»Krank durch Arbeit?!« Unter diesem Titel fand die diesjährige ver.di-Fachtagung zur Behindertenhilfe am 19. und 20. September in Dortmund statt. Neben den Arbeitsbedingungen thematisierten die rund 90 Teilnehmer/innen, welche Auswirkungen das Bundesteilhabegesetz auf Beschäftigte und Menschen mit Behinderung haben wird.
Lotte Habermann-Horstmeier, Leiterin des Villingen Institute of Public Health der Steinbeis-Hochschule Berlin, berichtete über die bemerkenswerten Ergebnisse einer breit angelegten Fragebogenaktion. Demnach empfinden mehr als die Hälfte der Betreuungskräfte in Wohneinrichtungen der Behindertenhilfe ihre Tätigkeit als belastend. Knapp 40 Prozent der Befragten schätzen ihren Gesundheitszustand negativ ein. Mehr als jeder Vierte gibt an, mindestens einmal krank zur Arbeit gegangen zu sein. Und fast die Hälfte befürchtet einen Burnout in der näheren Zukunft.
Das hat auch Folgen für die Betreuungsqualität: Knapp 40 Prozent der Kolleginnen und Kollegen sind der Ansicht, dass sich die Überlastung negativ auf die Gesundheit bzw. das Wohlbefinden der Bewohnerinnen und Bewohner auswirkt. »Das passt genau zu den Erfahrungen, die ich tagtäglich als Betriebsrätin in meiner Einrichtung sammle«, betonte eine Kollegin. In den Arbeitsgruppen tauschten sich die Teilnehmer/innen der Tagung intensiv darüber aus, wie Beschäftigte unterstützt werden können, beispielsweise bei der Formulierung von Gefährdungsmeldungen.
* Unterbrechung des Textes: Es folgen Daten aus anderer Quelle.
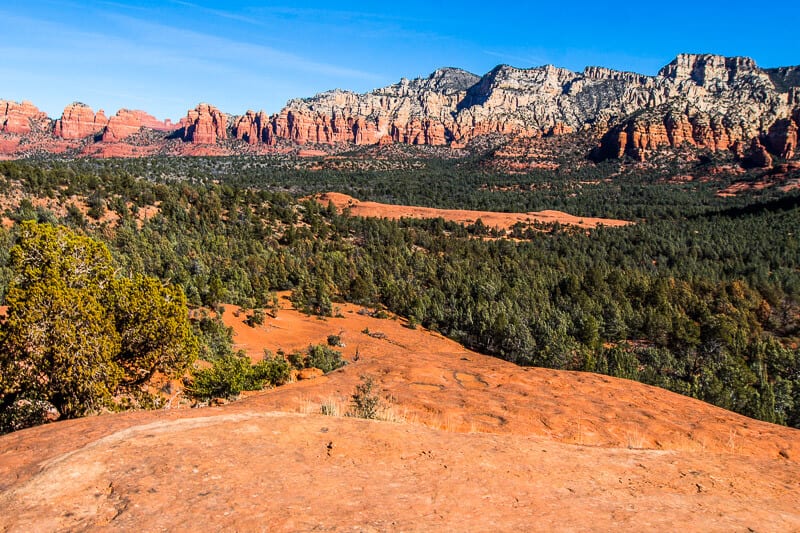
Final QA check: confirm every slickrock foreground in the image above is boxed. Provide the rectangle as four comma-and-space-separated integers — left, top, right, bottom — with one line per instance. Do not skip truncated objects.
0, 305, 800, 531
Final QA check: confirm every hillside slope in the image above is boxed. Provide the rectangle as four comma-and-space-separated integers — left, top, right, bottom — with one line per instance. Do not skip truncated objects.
0, 305, 800, 531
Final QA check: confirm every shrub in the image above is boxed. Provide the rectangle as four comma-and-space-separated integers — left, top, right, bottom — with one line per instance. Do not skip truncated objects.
328, 335, 343, 348
304, 344, 347, 374
188, 352, 291, 400
247, 309, 266, 328
347, 376, 381, 420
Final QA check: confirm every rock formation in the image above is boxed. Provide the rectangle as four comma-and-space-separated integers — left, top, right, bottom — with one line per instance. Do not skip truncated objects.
0, 100, 50, 135
103, 109, 173, 142
264, 54, 800, 159
233, 111, 275, 145
181, 104, 228, 144
0, 54, 800, 161
54, 102, 108, 139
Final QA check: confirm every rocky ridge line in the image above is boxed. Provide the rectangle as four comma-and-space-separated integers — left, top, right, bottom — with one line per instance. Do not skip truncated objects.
0, 54, 800, 164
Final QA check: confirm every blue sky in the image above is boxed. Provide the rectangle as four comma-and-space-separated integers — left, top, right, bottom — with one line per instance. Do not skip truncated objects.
0, 0, 800, 120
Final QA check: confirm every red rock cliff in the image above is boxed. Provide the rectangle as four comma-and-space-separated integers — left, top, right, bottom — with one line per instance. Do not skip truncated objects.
181, 104, 228, 144
53, 102, 108, 139
103, 109, 174, 142
0, 100, 50, 135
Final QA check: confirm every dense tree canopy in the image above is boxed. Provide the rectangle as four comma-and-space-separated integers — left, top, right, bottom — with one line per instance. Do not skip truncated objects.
0, 222, 198, 429
0, 159, 800, 426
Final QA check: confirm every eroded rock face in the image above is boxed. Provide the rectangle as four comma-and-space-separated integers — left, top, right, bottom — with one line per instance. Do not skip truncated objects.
181, 104, 228, 144
103, 109, 174, 142
0, 100, 50, 135
233, 111, 275, 145
53, 102, 108, 139
273, 54, 800, 159
0, 54, 800, 160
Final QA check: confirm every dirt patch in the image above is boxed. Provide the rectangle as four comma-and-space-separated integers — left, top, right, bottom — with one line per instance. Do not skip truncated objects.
316, 192, 631, 231
0, 295, 800, 531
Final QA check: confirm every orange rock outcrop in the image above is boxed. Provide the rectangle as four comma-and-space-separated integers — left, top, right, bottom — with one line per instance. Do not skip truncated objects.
0, 100, 49, 135
233, 111, 275, 145
181, 104, 228, 144
103, 109, 174, 142
53, 102, 108, 139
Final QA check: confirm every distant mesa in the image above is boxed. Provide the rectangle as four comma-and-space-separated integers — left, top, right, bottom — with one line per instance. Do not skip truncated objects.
0, 54, 800, 166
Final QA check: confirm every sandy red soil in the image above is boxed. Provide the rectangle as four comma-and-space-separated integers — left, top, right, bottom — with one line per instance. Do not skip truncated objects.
0, 300, 800, 531
317, 192, 630, 230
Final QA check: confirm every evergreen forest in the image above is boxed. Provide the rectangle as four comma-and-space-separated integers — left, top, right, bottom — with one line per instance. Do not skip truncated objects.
0, 152, 800, 428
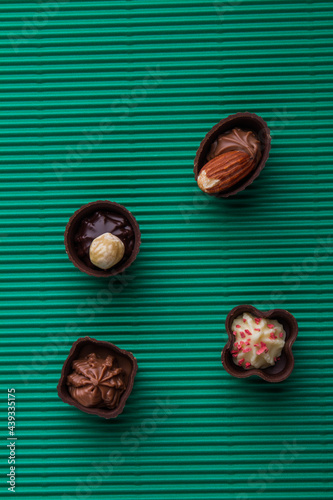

Am zweiten Konferenztag standen das Bundesteilhabegesetz und dessen mögliche Konsequenzen für betriebliche Interessenvertretungen im Mittelpunkt. Mit der Anerkennung der UN-Behindertenrechtskonvention hat sich die Bundesrepublik 2009 verpflichtet, allen Menschen mit Behinderung ein selbstbestimmtes Leben zu ermöglichen. Professor Franz Josef Düwell von der Universität Konstanz formulierte als einen Kernsatz, dass Inklusion mehr sei als Integration. Die Einrichtungen müssten viel stärker und konsequenter als bisher Leistungen anbieten, die auf die Bedürfnisse jedes einzelnen Menschen mit Unterstützungsbedarf zugeschnitten seien.
Auch die Interessenvertretungen müssen sich auf völlig neue Herausforderungen einstellen, beispielsweise bei der Mistbestimmung der Arbeitszeitgestaltung. Wie können Arbeitszeitmodelle auf die individuellen Bedürfnisse der Menschen mit Behinderung so zugeschnitten werden, dass sie nicht auf Kosten der Gesundheit des Personals gehen? Was kann gegen die weitere Zunahme prekärer Arbeitsverhältnisse unternommen werden – zum Beispiel in Form befristeter Verträge? Zu diesen und vielen weiteren Fragen lieferte die Tagung den Betriebsräten und Mitarbeitervertreter/innen hilfreiche Antworten. Am Ende beschlossen die Teilnehmer/innen einstimmig eine Solidaritätserklärung für die Kolleginnen und Kollegen in Krankenhäusern, die sich mit Streiks für mehr Personal und bessere Arbeitsbedingungen einsetzen.